Vision Statement
Cultural Anthropology publishes articles that represent anthropological research, critical analysis, and academic writing of the very highest order. Under the stewardship of its former editors, CA has become one of the flagship journals of the discipline, serving as both lens and cutting edge of the “cultural” tradition of anthropology. Whether beginning a new project or teaching the classics, this is where many of us turn to take stock of the field: to see what the best – or freshest – minds are working on, how theoretical debates in other disciplines are being taken up in our own, and how anthropologists are weighing in on, or intervening in, events and circumstances in the world today.
While CA aims to be both ecumenical and judicious in publishing articles that represent the range and diversity of anthropological interest today, selection of articles will be guided more than anything by quality of submission. At the same time, there are subjects that, in their timeliness or scholarly dynamism, we seek out. These include work on anthropologies of the present and of emergence, on new media/technology/digitality, on financialization and financial decline, on poverty and precariousness, on war-making and violence, on humanitarianism and human rights, on sovereignty/post-sovereignty, on critical race and sexuality studies (areas in which anthropology generally lags behind other disciplines), on post-human and cyber sociality, on the borders of area studies and disciplinary practice. We also retain the journal’s long-standing commitment to interrogating and challenging the boundaries of the discipline, and we welcome submissions that critically reassess, politically-engage and creatively enact the anthropological enterprise today. Most important is that, as voice of the field, we want that voice to both sing and hit hard – with beautiful writing, punchy analysis, masterful scholarship, soulful engagement.

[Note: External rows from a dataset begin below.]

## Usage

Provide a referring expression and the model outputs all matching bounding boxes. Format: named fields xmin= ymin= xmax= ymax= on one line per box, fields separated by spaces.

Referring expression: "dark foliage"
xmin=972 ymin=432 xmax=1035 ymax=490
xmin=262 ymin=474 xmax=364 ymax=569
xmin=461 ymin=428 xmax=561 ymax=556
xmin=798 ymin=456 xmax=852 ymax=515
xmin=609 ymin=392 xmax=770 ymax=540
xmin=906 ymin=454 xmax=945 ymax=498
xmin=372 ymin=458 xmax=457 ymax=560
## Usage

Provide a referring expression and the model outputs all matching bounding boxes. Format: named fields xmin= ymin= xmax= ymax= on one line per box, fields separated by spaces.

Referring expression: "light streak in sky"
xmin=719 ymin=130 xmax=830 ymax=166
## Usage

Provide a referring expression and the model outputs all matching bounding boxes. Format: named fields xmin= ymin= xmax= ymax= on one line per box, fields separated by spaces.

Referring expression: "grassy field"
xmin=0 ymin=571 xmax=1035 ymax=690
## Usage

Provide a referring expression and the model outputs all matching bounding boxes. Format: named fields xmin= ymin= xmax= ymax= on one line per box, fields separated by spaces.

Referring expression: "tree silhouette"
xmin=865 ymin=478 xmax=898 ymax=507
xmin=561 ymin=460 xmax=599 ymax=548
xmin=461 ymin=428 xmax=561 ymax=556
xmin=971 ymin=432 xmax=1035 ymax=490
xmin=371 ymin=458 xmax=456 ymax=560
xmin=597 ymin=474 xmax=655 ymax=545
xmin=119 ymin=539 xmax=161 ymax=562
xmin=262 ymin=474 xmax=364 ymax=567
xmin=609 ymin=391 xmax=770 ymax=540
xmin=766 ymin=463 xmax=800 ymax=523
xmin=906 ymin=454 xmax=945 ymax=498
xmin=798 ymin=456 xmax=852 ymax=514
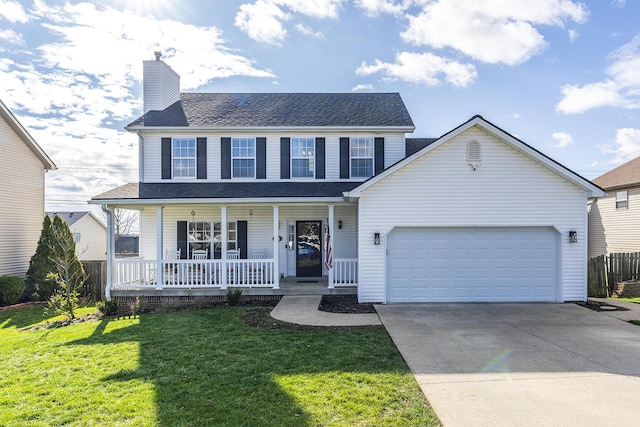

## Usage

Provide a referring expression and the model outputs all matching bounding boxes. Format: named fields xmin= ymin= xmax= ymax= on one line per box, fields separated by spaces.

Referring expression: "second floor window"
xmin=171 ymin=138 xmax=196 ymax=178
xmin=231 ymin=138 xmax=256 ymax=178
xmin=291 ymin=138 xmax=316 ymax=178
xmin=350 ymin=138 xmax=374 ymax=178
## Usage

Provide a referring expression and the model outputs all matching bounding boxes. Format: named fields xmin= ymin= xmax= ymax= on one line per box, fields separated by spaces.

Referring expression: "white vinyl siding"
xmin=358 ymin=127 xmax=587 ymax=302
xmin=140 ymin=130 xmax=405 ymax=182
xmin=589 ymin=187 xmax=640 ymax=257
xmin=0 ymin=118 xmax=44 ymax=277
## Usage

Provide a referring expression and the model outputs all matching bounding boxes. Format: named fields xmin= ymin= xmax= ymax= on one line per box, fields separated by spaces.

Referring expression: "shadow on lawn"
xmin=70 ymin=308 xmax=404 ymax=426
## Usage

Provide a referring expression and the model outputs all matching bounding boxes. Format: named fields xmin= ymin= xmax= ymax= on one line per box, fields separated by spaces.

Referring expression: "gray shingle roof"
xmin=127 ymin=93 xmax=414 ymax=127
xmin=92 ymin=181 xmax=360 ymax=200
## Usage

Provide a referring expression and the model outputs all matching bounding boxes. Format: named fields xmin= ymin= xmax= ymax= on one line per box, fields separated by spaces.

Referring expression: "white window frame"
xmin=290 ymin=137 xmax=316 ymax=179
xmin=231 ymin=137 xmax=256 ymax=179
xmin=616 ymin=190 xmax=629 ymax=209
xmin=171 ymin=137 xmax=198 ymax=179
xmin=349 ymin=137 xmax=376 ymax=178
xmin=187 ymin=221 xmax=238 ymax=259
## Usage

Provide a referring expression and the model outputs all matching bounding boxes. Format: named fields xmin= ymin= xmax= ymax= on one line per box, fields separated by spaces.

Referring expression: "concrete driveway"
xmin=376 ymin=304 xmax=640 ymax=426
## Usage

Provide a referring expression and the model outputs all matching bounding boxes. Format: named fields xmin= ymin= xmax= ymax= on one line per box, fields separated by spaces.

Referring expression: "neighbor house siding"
xmin=141 ymin=131 xmax=405 ymax=182
xmin=589 ymin=187 xmax=640 ymax=256
xmin=358 ymin=127 xmax=587 ymax=302
xmin=0 ymin=118 xmax=44 ymax=276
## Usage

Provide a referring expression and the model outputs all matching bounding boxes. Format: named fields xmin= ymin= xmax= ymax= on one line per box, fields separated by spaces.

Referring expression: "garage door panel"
xmin=387 ymin=228 xmax=558 ymax=302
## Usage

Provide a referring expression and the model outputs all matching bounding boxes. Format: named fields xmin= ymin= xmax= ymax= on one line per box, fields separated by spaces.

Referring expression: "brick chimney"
xmin=142 ymin=51 xmax=180 ymax=113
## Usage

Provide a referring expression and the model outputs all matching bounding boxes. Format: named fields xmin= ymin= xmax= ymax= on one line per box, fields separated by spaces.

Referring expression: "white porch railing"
xmin=333 ymin=258 xmax=358 ymax=286
xmin=113 ymin=259 xmax=275 ymax=289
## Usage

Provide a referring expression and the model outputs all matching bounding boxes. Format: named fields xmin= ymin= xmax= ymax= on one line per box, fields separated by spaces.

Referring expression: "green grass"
xmin=0 ymin=307 xmax=439 ymax=427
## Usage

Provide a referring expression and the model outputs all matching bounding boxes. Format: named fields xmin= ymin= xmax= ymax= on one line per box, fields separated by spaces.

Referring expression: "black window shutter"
xmin=237 ymin=221 xmax=248 ymax=259
xmin=196 ymin=138 xmax=207 ymax=179
xmin=161 ymin=138 xmax=171 ymax=179
xmin=316 ymin=138 xmax=324 ymax=179
xmin=374 ymin=138 xmax=384 ymax=175
xmin=256 ymin=137 xmax=267 ymax=179
xmin=220 ymin=138 xmax=231 ymax=179
xmin=280 ymin=138 xmax=291 ymax=179
xmin=176 ymin=221 xmax=189 ymax=259
xmin=340 ymin=138 xmax=349 ymax=179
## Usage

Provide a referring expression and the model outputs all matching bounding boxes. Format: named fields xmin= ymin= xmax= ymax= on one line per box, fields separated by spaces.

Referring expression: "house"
xmin=589 ymin=157 xmax=640 ymax=257
xmin=47 ymin=211 xmax=107 ymax=261
xmin=91 ymin=54 xmax=604 ymax=303
xmin=0 ymin=101 xmax=57 ymax=277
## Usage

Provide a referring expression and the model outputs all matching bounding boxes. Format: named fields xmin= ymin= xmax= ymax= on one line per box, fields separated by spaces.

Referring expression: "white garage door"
xmin=387 ymin=228 xmax=558 ymax=303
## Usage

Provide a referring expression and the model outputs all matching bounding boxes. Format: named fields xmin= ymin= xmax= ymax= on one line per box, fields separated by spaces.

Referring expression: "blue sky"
xmin=0 ymin=0 xmax=640 ymax=214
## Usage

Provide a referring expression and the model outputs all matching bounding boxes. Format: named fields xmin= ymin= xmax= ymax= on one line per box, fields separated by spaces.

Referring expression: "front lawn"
xmin=0 ymin=307 xmax=439 ymax=427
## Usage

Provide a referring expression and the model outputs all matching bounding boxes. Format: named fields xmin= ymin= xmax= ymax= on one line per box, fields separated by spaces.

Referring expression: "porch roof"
xmin=91 ymin=182 xmax=361 ymax=203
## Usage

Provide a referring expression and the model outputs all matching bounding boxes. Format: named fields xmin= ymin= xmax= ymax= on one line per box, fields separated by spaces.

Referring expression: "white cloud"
xmin=0 ymin=1 xmax=276 ymax=204
xmin=0 ymin=30 xmax=24 ymax=45
xmin=351 ymin=84 xmax=374 ymax=92
xmin=551 ymin=132 xmax=573 ymax=148
xmin=401 ymin=0 xmax=588 ymax=65
xmin=0 ymin=0 xmax=29 ymax=23
xmin=296 ymin=24 xmax=324 ymax=39
xmin=235 ymin=0 xmax=344 ymax=45
xmin=556 ymin=36 xmax=640 ymax=114
xmin=602 ymin=128 xmax=640 ymax=163
xmin=356 ymin=52 xmax=477 ymax=87
xmin=355 ymin=0 xmax=409 ymax=16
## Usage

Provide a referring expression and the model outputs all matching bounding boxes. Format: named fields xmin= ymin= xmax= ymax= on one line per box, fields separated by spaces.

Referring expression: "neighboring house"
xmin=589 ymin=157 xmax=640 ymax=257
xmin=91 ymin=56 xmax=604 ymax=303
xmin=47 ymin=211 xmax=107 ymax=261
xmin=0 ymin=101 xmax=56 ymax=277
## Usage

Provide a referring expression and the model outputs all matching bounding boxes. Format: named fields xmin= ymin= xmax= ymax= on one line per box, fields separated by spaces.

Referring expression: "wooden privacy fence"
xmin=588 ymin=252 xmax=640 ymax=297
xmin=82 ymin=261 xmax=107 ymax=300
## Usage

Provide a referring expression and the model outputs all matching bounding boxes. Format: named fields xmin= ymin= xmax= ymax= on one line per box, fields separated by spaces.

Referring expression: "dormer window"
xmin=231 ymin=138 xmax=256 ymax=178
xmin=171 ymin=138 xmax=196 ymax=178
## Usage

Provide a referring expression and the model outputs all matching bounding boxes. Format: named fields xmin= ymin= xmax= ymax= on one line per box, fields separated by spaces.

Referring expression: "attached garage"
xmin=387 ymin=227 xmax=559 ymax=303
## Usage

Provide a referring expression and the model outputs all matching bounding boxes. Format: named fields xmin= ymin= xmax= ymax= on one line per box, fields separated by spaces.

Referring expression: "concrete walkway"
xmin=271 ymin=295 xmax=381 ymax=326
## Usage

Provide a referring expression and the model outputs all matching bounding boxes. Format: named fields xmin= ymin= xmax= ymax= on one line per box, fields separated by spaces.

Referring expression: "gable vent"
xmin=467 ymin=141 xmax=482 ymax=170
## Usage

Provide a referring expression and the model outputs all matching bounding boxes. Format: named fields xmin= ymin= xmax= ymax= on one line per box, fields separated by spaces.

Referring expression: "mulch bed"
xmin=576 ymin=300 xmax=629 ymax=311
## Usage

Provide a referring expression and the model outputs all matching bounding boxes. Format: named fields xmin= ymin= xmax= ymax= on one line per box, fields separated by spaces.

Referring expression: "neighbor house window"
xmin=171 ymin=138 xmax=196 ymax=178
xmin=231 ymin=138 xmax=256 ymax=178
xmin=350 ymin=138 xmax=374 ymax=178
xmin=616 ymin=191 xmax=629 ymax=209
xmin=187 ymin=221 xmax=238 ymax=259
xmin=291 ymin=138 xmax=316 ymax=178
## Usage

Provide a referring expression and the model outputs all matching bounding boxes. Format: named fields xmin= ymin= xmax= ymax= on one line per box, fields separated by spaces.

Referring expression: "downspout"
xmin=100 ymin=205 xmax=115 ymax=301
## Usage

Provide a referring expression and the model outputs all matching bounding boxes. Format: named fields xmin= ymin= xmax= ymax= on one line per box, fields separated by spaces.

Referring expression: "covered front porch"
xmin=106 ymin=203 xmax=358 ymax=299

The former editors, Kim and Mike Fortun, left a formidable legacy in building the digital infrastructure of the journal. Under the current editorship, CA is committed to, and indeed sees as critically important, not only maintaining but also advancing the journal’s digital interface with the future. Current plans include expanding the discussion boards and encouraging broad-scale participation, both inside and outside the discipline, where conversations are staged around pressing events, vexed disciplinary issues (ethnographic futures, digitality, human rights activism, for example), or significant new texts.

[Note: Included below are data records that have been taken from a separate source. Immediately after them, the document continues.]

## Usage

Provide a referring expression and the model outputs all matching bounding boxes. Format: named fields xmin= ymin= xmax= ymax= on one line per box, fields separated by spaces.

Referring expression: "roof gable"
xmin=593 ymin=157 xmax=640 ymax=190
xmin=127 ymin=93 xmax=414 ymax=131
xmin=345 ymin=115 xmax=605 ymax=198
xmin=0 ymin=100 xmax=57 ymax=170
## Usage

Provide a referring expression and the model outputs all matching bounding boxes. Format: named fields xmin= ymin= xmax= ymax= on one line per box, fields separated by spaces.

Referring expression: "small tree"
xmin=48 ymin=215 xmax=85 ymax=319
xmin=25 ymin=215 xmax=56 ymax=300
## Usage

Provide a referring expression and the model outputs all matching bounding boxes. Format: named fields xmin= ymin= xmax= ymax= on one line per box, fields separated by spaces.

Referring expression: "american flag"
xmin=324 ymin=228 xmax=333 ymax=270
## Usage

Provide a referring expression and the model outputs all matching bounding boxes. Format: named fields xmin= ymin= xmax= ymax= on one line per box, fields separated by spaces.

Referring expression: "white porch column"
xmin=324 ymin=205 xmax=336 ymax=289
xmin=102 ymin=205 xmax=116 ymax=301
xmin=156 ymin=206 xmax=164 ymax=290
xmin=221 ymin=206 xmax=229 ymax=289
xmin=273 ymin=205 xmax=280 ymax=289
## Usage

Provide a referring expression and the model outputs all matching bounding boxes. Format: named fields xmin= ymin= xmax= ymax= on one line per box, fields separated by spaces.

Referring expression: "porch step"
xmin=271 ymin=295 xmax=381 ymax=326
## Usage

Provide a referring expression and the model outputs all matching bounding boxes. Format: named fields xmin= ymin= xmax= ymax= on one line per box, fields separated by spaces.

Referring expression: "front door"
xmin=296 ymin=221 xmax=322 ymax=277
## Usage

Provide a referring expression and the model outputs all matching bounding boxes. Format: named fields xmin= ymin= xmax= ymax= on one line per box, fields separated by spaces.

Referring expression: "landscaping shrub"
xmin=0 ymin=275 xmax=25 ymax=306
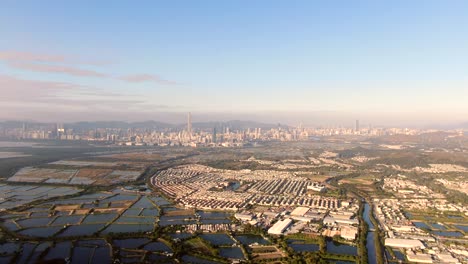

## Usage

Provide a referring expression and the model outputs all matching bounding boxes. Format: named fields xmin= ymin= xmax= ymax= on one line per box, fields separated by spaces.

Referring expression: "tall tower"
xmin=211 ymin=127 xmax=217 ymax=144
xmin=187 ymin=112 xmax=192 ymax=137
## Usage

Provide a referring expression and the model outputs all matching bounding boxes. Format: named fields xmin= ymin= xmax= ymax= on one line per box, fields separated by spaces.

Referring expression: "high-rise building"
xmin=211 ymin=127 xmax=216 ymax=144
xmin=187 ymin=112 xmax=192 ymax=136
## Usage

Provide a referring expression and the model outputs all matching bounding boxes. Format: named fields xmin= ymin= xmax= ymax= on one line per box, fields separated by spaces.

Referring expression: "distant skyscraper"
xmin=211 ymin=127 xmax=216 ymax=144
xmin=187 ymin=112 xmax=192 ymax=135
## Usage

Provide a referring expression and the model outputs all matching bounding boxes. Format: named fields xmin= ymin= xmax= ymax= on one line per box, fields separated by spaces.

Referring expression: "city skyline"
xmin=0 ymin=1 xmax=468 ymax=126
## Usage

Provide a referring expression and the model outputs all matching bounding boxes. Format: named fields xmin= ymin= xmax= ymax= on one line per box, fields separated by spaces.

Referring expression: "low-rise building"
xmin=268 ymin=218 xmax=293 ymax=235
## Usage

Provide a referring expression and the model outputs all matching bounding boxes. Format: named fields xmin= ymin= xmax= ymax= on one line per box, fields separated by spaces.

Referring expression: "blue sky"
xmin=0 ymin=0 xmax=468 ymax=125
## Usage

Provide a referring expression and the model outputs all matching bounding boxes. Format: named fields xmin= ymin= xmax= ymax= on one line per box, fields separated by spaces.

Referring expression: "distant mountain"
xmin=192 ymin=120 xmax=288 ymax=131
xmin=0 ymin=120 xmax=288 ymax=131
xmin=65 ymin=121 xmax=176 ymax=130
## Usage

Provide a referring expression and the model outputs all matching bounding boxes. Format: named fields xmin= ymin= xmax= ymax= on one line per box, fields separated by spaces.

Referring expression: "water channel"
xmin=363 ymin=203 xmax=377 ymax=263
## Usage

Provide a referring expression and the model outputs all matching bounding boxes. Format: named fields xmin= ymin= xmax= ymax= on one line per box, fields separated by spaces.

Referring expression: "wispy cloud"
xmin=0 ymin=75 xmax=77 ymax=102
xmin=0 ymin=74 xmax=176 ymax=112
xmin=0 ymin=51 xmax=67 ymax=63
xmin=0 ymin=50 xmax=112 ymax=66
xmin=8 ymin=61 xmax=108 ymax=78
xmin=119 ymin=74 xmax=177 ymax=85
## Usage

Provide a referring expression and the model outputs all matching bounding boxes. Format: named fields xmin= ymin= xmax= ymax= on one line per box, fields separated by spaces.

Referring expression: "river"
xmin=363 ymin=203 xmax=377 ymax=264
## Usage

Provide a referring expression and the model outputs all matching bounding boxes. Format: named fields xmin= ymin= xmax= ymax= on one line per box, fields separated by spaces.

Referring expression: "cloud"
xmin=8 ymin=61 xmax=108 ymax=78
xmin=0 ymin=74 xmax=176 ymax=114
xmin=0 ymin=75 xmax=77 ymax=102
xmin=0 ymin=51 xmax=67 ymax=63
xmin=0 ymin=50 xmax=113 ymax=66
xmin=119 ymin=74 xmax=177 ymax=85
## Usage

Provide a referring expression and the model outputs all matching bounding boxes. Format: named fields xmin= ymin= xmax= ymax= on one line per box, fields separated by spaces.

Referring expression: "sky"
xmin=0 ymin=0 xmax=468 ymax=125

CA would also like to raise the stakes in considering what a digital future might entail, and will consider devoting an entire issue of the journal during the editorship’s first two years to creative digital submissions. That entirely virtual issue would seek out submissions, both inside the discipline and beyond, that explore the use of hypertext or visual archives or even something like a Rem Koolhaas videography of Lagos. In diverse ways, information sharing and communication with multiple others are strategically important to the future of the field. CA will be aggressive, creative, and forward-looking in outfitting and adapting to the digital future.
CA will devote one issue each year to a range of articles on the “Futures of Neoliberalism.” While fully acknowledging critiques of the term – its totalizing reach, its eliding of other histories, its privileging of political-economy, its application to almost everything today – we feel that it has also provided an enormously productive rubric for anthropologists trying to come to terms with global transformation since the end of the Cold War. Among neoliberalism’s defining features are state pullback and decentralization, NGO-ization, the privatization and marketization of almost everything, financialization and the emergence of the consumer citizen, the explosion of apocalyptic religiosities, class consolidation and growing inequality. Any anthropology of the contemporary must engage some aspect of these phenomena, and we welcome submissions that traverse this terrain in smart ways. We are interested in neoliberalism’s many histories, in those novel subjectivities and sovereignties that are emerging under its sign, in its less-dominant features and less-known origins, in emergent temporalities, in neoliberalisms from below. We also welcome challenges to the term neoliberal itself.
The ruptures in today’s landscape have opened up new possibilities – not only for violence and death but also for post-productive ways of engineering sociality and hope. We invite you to help us think imaginatively about the manner in which anthropology is engaging this new landscape.